Snow is starting to settle on the mountains surrounding Sitka. The weekend before last, I managed to beat the snow to Starrigavan Ridge. The Alpine meadows afforded stunning views.

Last week, the students in my course on games and play started reading The Grasshopper: Games, Life, and Utopia by Bernard Suits. Few works of philosophy could claim to be cult classics but this is one of them. Published in 1978 to little fanfare, it’s since picked up a growing coterie of admirers. The book is about games, packed witty and delightful examples and thought-experiments. But beneath its playful surface is a striking and profound argument.
Suits frames the book with a narrative that plays both on Aesop’s fable of the ant and the grasshopper and on the character of Socrates. In Aesop’s fable, Grasshopper plays all summer long while Ant toils in preparation for winter. When winter comes, Grasshopper comes begging to Ant for food and is refused. A moralistic interpretation reads the fable as an exhortation to hard work and a reproach to idleness. But Suits turns the moral on its head. Grasshopper is a Socratic hero, who steadfastly lives out his ideals even when it costs him his life.
What ideals are those? According to Grasshopper, the best life is a life devoted to playing games.

To explain himself, Grasshopper first has to define what it means to play a game. Games, unlike other forms of play, are goal-oriented activities. In a game we strive to get a ball through a hoop, to checkmate our opponent, to cross the finish line ahead of the competition, and so on. But unlike the goal-oriented activities that occupy our working lives, we find inefficient means of pursuing our goals in games.

Consider the high jump. My goal is to get my body over the bar. The easiest way to do that would be to bring a stepladder, or at least to place a mini trampoline before the bar. Jumping from the ground unaided is inefficient but that’s what the high jump stipulates. All games prescribe inefficient means. I can’t touch the ball in soccer or carry it in basketball, I can’t rob the bank in Monopoly or keep aces up my sleeve in poker.
Grasshopper works toward a three-part definition of a game. Playing a game is the pursuit of what he calls a prelusory goal: the state of affairs I’m striving to achieve. But my pursuit of that goal is constrained by lusory means: rules that exclude the most efficient means of pursuing that goal.
So far what I’ve described applies to moral precepts. Injunctions not to lie, cheat, or steal also urge us to pursue inefficient means to our ends. That’s where the third part of Grasshopper’s definition comes in. We accept the constraints of lusory means in a game by adopting the lusory attitude. We accept those constraints for the sole reason of making the game possible in the first place.
Putting these three elements together—prelusory goal, lusory means, and lusory attitude—Grasshopper offers a pithy summary: “playing a game is the voluntary attempt to overcome unnecessary obstacles.”
One curious feature of games is that they invert the traditional relationship between means and ends. In most activities, we pursue the means for the sake of the ends. The means to our ends only matter to us because the ends matter. But in a game, we pursue the ends for the sake of the means. There’s nothing valuable in itself in getting a ball through a hoop or getting my body over a bar. Those ends only matter to me because the challenge of striving to achieve them is interesting and enjoyable.
This inversion of means and ends lies at the heart of Grasshopper’s claim that games provide a model for the ideal life. Consider, first of all, that most of our activities are merely instrumentally valuable. That is, we pursue them only for the sake of some other thing. I take the bus for the sake of getting to work, I work for the sake of earning money, I earn money for the sake of buying things I need, and so on. By contrast, the things we most care about are intrinsically valuable: we care about them for their own sakes.

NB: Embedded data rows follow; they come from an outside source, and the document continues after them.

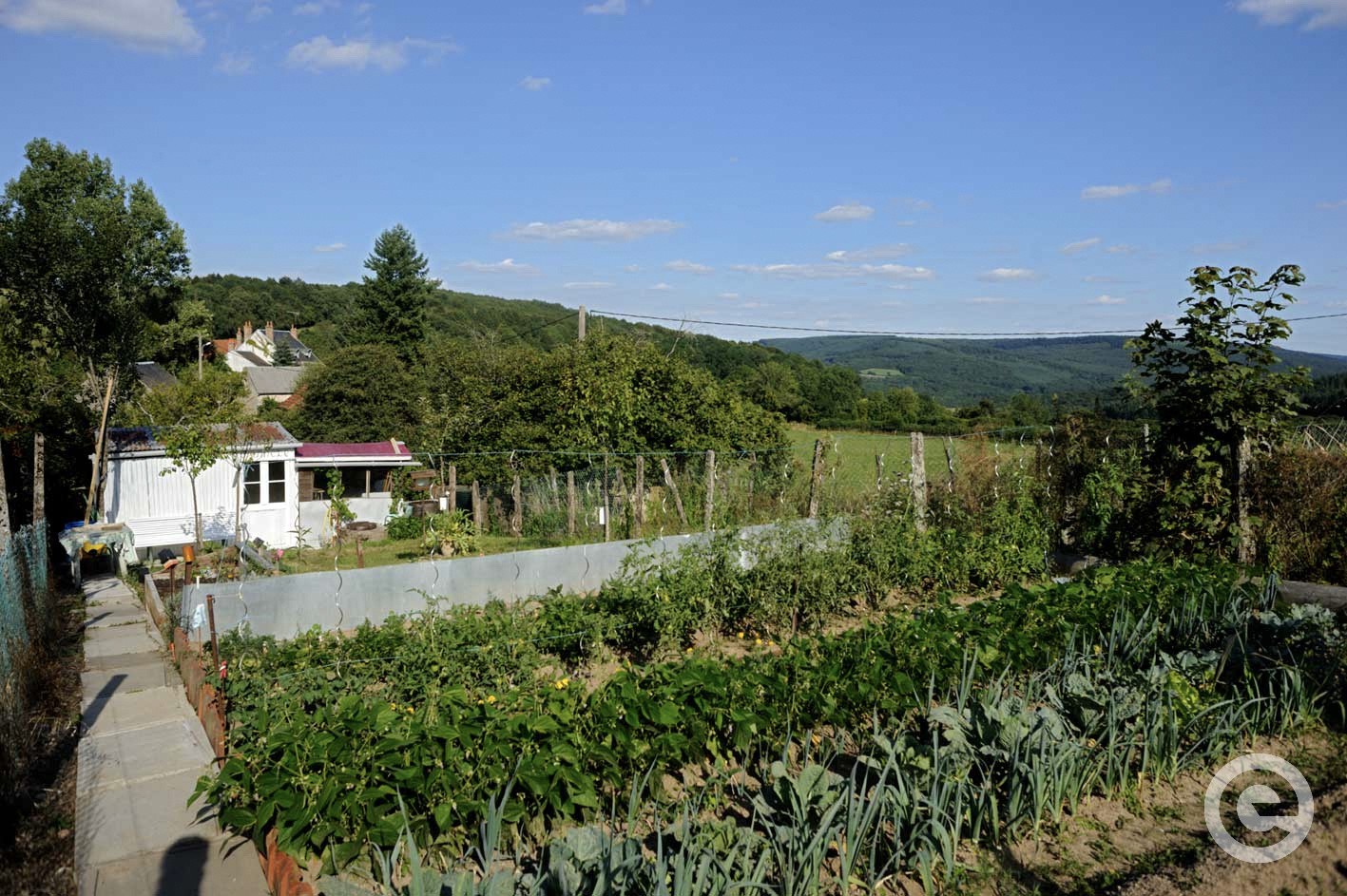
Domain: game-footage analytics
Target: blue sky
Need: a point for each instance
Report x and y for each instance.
(884, 164)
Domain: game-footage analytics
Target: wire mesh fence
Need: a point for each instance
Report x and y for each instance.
(25, 595)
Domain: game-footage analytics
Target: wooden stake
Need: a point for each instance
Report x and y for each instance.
(919, 479)
(815, 479)
(639, 500)
(570, 502)
(99, 451)
(672, 488)
(39, 477)
(709, 511)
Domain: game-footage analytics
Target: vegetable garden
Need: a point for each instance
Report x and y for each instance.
(820, 715)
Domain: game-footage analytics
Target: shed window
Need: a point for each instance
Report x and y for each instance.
(252, 484)
(277, 483)
(274, 481)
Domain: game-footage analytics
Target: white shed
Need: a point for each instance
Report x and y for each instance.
(254, 489)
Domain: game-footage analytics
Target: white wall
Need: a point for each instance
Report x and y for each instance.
(157, 505)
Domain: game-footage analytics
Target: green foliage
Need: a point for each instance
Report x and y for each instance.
(450, 532)
(1214, 383)
(361, 393)
(393, 302)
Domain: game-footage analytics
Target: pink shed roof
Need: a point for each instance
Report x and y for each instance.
(391, 448)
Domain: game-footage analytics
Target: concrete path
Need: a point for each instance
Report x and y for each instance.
(141, 753)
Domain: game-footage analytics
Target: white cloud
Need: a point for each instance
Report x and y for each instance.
(591, 229)
(235, 64)
(837, 271)
(1081, 245)
(683, 266)
(873, 254)
(1114, 192)
(504, 266)
(1005, 275)
(320, 53)
(143, 25)
(1318, 13)
(846, 212)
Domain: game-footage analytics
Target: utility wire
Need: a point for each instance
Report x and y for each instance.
(929, 333)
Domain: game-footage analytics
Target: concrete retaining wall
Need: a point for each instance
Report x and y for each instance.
(287, 605)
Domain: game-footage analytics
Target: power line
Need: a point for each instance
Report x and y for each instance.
(930, 333)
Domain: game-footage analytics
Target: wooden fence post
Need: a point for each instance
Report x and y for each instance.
(709, 509)
(919, 479)
(949, 463)
(570, 502)
(1245, 531)
(607, 509)
(672, 488)
(817, 479)
(639, 500)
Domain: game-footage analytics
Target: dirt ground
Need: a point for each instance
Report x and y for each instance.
(36, 829)
(1155, 842)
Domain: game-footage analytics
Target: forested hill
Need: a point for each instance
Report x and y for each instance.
(791, 384)
(963, 371)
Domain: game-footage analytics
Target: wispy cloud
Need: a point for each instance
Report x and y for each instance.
(593, 229)
(1220, 247)
(1081, 245)
(1008, 275)
(1318, 13)
(235, 64)
(683, 266)
(504, 266)
(320, 53)
(1118, 190)
(846, 212)
(873, 254)
(837, 271)
(141, 25)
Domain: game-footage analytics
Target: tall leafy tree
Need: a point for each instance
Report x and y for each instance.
(85, 261)
(393, 302)
(1214, 382)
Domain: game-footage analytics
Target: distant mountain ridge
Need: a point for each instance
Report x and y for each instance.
(965, 371)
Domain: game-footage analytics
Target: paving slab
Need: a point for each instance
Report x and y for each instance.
(119, 639)
(189, 867)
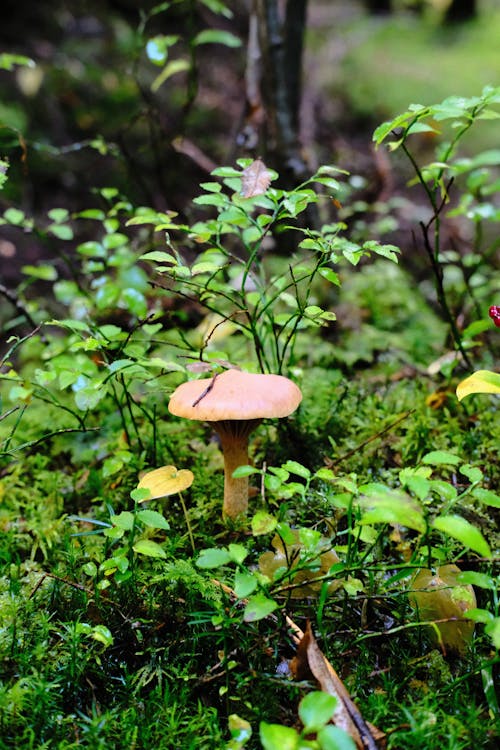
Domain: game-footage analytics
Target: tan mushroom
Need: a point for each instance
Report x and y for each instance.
(234, 403)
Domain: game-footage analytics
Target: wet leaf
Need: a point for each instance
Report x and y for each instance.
(149, 548)
(441, 596)
(482, 381)
(166, 480)
(258, 607)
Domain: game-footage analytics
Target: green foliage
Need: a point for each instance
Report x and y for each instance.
(108, 615)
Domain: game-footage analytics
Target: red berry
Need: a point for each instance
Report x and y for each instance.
(494, 313)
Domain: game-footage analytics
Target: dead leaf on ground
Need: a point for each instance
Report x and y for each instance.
(310, 660)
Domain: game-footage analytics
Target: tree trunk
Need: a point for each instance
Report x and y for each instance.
(281, 42)
(379, 7)
(461, 10)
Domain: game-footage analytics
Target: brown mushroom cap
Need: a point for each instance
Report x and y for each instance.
(235, 395)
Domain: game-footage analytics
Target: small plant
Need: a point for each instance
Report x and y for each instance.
(230, 276)
(437, 180)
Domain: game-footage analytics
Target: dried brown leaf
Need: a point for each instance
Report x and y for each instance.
(310, 660)
(255, 179)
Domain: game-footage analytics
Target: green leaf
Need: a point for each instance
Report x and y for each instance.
(473, 473)
(102, 634)
(460, 529)
(153, 519)
(237, 553)
(394, 508)
(244, 584)
(258, 607)
(244, 471)
(278, 737)
(149, 548)
(316, 709)
(240, 731)
(158, 46)
(482, 381)
(171, 69)
(439, 458)
(263, 523)
(14, 216)
(335, 738)
(295, 468)
(88, 397)
(213, 557)
(8, 60)
(487, 497)
(482, 580)
(217, 36)
(61, 231)
(42, 272)
(123, 520)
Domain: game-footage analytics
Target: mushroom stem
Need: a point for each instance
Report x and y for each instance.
(235, 449)
(233, 436)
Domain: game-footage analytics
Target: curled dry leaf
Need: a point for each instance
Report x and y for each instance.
(255, 179)
(310, 660)
(166, 480)
(288, 556)
(440, 596)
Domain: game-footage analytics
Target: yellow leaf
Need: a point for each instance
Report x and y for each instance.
(166, 480)
(482, 381)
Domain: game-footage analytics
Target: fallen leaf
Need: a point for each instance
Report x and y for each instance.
(166, 480)
(255, 179)
(310, 660)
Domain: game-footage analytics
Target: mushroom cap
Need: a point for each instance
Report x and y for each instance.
(235, 395)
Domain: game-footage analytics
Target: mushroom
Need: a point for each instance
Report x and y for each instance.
(234, 403)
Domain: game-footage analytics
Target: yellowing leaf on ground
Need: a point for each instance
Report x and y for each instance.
(310, 661)
(166, 480)
(482, 381)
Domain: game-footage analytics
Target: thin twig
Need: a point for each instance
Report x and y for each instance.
(206, 391)
(330, 463)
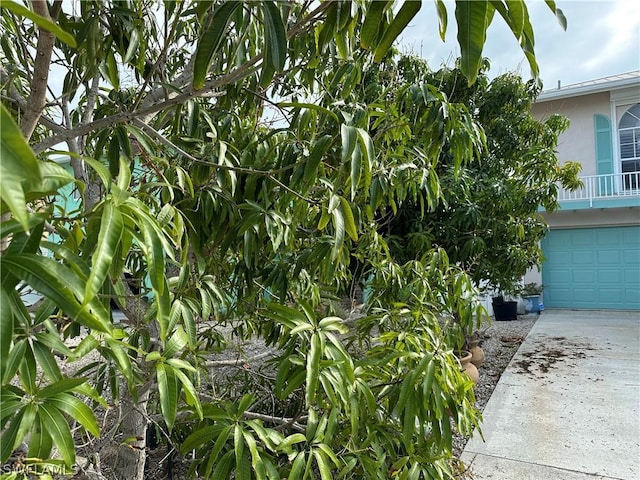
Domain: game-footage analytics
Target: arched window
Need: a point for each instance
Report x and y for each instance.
(629, 130)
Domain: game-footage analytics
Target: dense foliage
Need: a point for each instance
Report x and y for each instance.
(209, 226)
(488, 220)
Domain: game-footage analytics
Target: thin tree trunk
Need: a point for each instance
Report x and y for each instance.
(132, 455)
(42, 63)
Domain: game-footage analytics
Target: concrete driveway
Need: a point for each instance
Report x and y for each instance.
(568, 405)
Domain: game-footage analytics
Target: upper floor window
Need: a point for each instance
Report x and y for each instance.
(629, 130)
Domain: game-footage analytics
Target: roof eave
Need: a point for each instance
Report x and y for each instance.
(577, 91)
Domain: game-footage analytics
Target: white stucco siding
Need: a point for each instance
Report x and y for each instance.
(577, 143)
(597, 217)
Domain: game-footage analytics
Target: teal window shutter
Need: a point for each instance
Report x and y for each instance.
(604, 154)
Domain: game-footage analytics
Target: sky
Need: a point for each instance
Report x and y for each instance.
(602, 39)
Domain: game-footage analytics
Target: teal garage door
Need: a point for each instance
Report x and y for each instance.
(596, 268)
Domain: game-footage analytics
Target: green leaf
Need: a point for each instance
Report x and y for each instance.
(27, 371)
(256, 461)
(40, 443)
(297, 469)
(473, 19)
(349, 222)
(313, 369)
(372, 23)
(201, 436)
(6, 329)
(558, 13)
(319, 150)
(406, 13)
(9, 438)
(58, 283)
(58, 428)
(211, 41)
(47, 362)
(312, 106)
(275, 42)
(111, 229)
(77, 410)
(39, 20)
(15, 358)
(134, 43)
(60, 386)
(338, 241)
(176, 343)
(349, 141)
(191, 395)
(113, 155)
(19, 168)
(101, 170)
(168, 391)
(223, 467)
(325, 471)
(243, 471)
(441, 9)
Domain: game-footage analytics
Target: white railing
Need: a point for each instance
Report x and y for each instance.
(598, 187)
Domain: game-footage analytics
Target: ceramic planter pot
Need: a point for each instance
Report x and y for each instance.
(477, 353)
(469, 368)
(505, 311)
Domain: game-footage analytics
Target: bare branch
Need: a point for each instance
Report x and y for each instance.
(42, 63)
(239, 361)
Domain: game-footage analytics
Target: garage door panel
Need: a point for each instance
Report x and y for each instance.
(608, 237)
(581, 238)
(582, 257)
(608, 276)
(607, 257)
(583, 294)
(611, 295)
(630, 255)
(581, 276)
(592, 268)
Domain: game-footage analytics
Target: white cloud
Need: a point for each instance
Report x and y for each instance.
(602, 38)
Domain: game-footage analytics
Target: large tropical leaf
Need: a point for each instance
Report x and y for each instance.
(19, 168)
(372, 23)
(406, 13)
(39, 20)
(6, 329)
(473, 19)
(168, 390)
(58, 428)
(111, 228)
(77, 410)
(275, 42)
(60, 284)
(211, 41)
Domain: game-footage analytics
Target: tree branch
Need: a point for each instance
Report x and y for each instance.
(42, 63)
(162, 139)
(152, 102)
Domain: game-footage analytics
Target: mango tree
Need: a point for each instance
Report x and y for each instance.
(207, 224)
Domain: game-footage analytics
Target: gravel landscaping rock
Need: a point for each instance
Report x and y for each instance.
(500, 341)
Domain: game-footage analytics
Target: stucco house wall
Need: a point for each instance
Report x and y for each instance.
(592, 251)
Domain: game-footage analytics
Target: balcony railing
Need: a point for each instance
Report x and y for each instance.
(601, 187)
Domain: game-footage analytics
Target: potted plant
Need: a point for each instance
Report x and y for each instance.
(530, 293)
(504, 309)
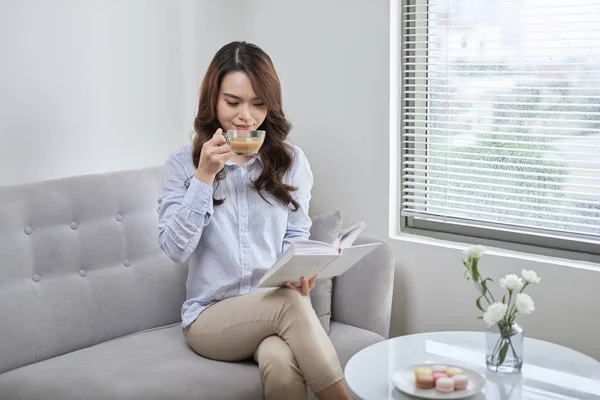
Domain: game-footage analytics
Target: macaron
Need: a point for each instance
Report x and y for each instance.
(423, 371)
(445, 385)
(439, 368)
(460, 382)
(424, 381)
(454, 371)
(438, 375)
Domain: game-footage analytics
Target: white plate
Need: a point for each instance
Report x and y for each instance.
(404, 380)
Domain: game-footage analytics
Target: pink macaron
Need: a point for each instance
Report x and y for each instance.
(460, 382)
(445, 385)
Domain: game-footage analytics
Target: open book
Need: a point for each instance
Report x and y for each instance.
(306, 258)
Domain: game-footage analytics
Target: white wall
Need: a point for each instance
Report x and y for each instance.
(97, 86)
(333, 59)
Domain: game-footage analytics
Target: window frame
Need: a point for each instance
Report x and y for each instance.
(562, 245)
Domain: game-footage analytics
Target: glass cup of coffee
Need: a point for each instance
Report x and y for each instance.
(245, 143)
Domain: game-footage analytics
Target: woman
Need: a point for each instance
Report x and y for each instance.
(232, 216)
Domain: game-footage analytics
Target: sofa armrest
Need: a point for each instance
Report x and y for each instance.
(362, 296)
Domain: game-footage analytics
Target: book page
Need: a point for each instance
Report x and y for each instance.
(298, 266)
(347, 260)
(348, 236)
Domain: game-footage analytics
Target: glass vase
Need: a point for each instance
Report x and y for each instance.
(504, 353)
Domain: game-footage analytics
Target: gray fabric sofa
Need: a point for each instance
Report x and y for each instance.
(90, 306)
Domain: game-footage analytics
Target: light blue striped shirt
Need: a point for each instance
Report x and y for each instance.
(230, 246)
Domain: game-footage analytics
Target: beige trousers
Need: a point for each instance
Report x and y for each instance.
(280, 329)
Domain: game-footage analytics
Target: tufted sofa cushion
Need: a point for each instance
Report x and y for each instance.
(80, 264)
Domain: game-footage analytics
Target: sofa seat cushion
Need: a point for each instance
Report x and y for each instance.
(151, 365)
(155, 364)
(349, 340)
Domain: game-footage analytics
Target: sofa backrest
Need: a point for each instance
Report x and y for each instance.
(80, 264)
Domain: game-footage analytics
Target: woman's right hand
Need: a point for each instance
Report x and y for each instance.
(215, 153)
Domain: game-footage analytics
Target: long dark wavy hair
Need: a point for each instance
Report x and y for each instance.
(276, 156)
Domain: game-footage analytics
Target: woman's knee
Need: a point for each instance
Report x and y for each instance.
(277, 365)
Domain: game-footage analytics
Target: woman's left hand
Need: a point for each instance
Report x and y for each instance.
(306, 285)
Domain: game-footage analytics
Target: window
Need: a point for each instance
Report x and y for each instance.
(500, 120)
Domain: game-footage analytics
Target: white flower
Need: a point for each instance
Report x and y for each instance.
(525, 304)
(495, 313)
(511, 282)
(474, 252)
(530, 276)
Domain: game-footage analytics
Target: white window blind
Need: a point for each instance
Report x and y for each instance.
(501, 116)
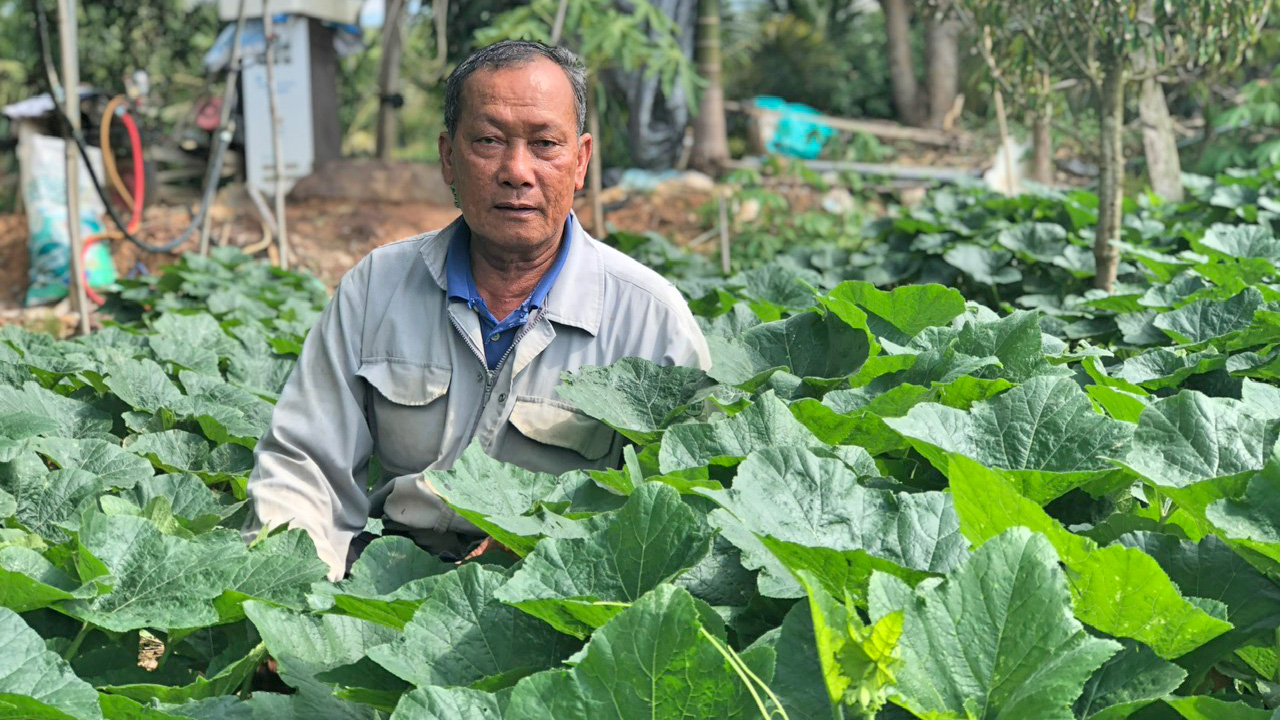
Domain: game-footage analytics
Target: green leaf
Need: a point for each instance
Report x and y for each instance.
(1161, 368)
(996, 638)
(1015, 341)
(30, 582)
(1116, 589)
(1041, 242)
(1119, 404)
(160, 580)
(982, 264)
(306, 646)
(720, 579)
(631, 670)
(113, 465)
(188, 497)
(1192, 437)
(654, 537)
(461, 636)
(822, 520)
(1239, 241)
(21, 425)
(225, 413)
(33, 679)
(1211, 569)
(50, 501)
(909, 309)
(73, 418)
(808, 345)
(448, 703)
(179, 451)
(387, 583)
(1207, 319)
(142, 384)
(766, 423)
(1045, 433)
(1202, 707)
(799, 679)
(279, 569)
(191, 341)
(635, 396)
(858, 660)
(1130, 680)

In an ideal world, we could devote our lives only to intrinsically valuable activity. Grasshopper invites us to imagine such a utopia where everyone has everything they need. Food and shelter materialize at the push of a button, ill health is miraculously cured, everyone is loved and cared for. If we didn’t have to work for all these things, what would we do? One worry that haunts utopians is that a perfect world would be, well, a little boring.
Grasshopper proposes to save utopia by playing games. In utopia, we want to do things but there’s nothing we need to do. Here’s where the inversion of means and ends effected by games becomes crucial. Games are goal-oriented activities where the goal itself is unnecessary. In a world where we resolved all our pressing problems, all we’d be left to do would be to play games.
In fact, in this utopian vision, all sorts of activities that we don’t consider games would start to seem game-like. In utopia, there’s no need to build houses. But what if someone wants to build a house? By all means—but that person is thereby playing the “game” of house-building. They’re pursuing a goal (to build a house) by inefficient means (they’re not taking advantage of utopian house-creating technologies) and they’re doing so for the sole reason that the challenge is enjoyable.
In this light, we can see that many of our preferred activities in our own non-utopian world also have a game-like structure. These are the hobbies and life goals we choose rather than the activities we’re bound to by grudging obligation. And for this reason, Suits thinks, we ought to take games far more seriously than we normally do.
May you all have a very playful month of November!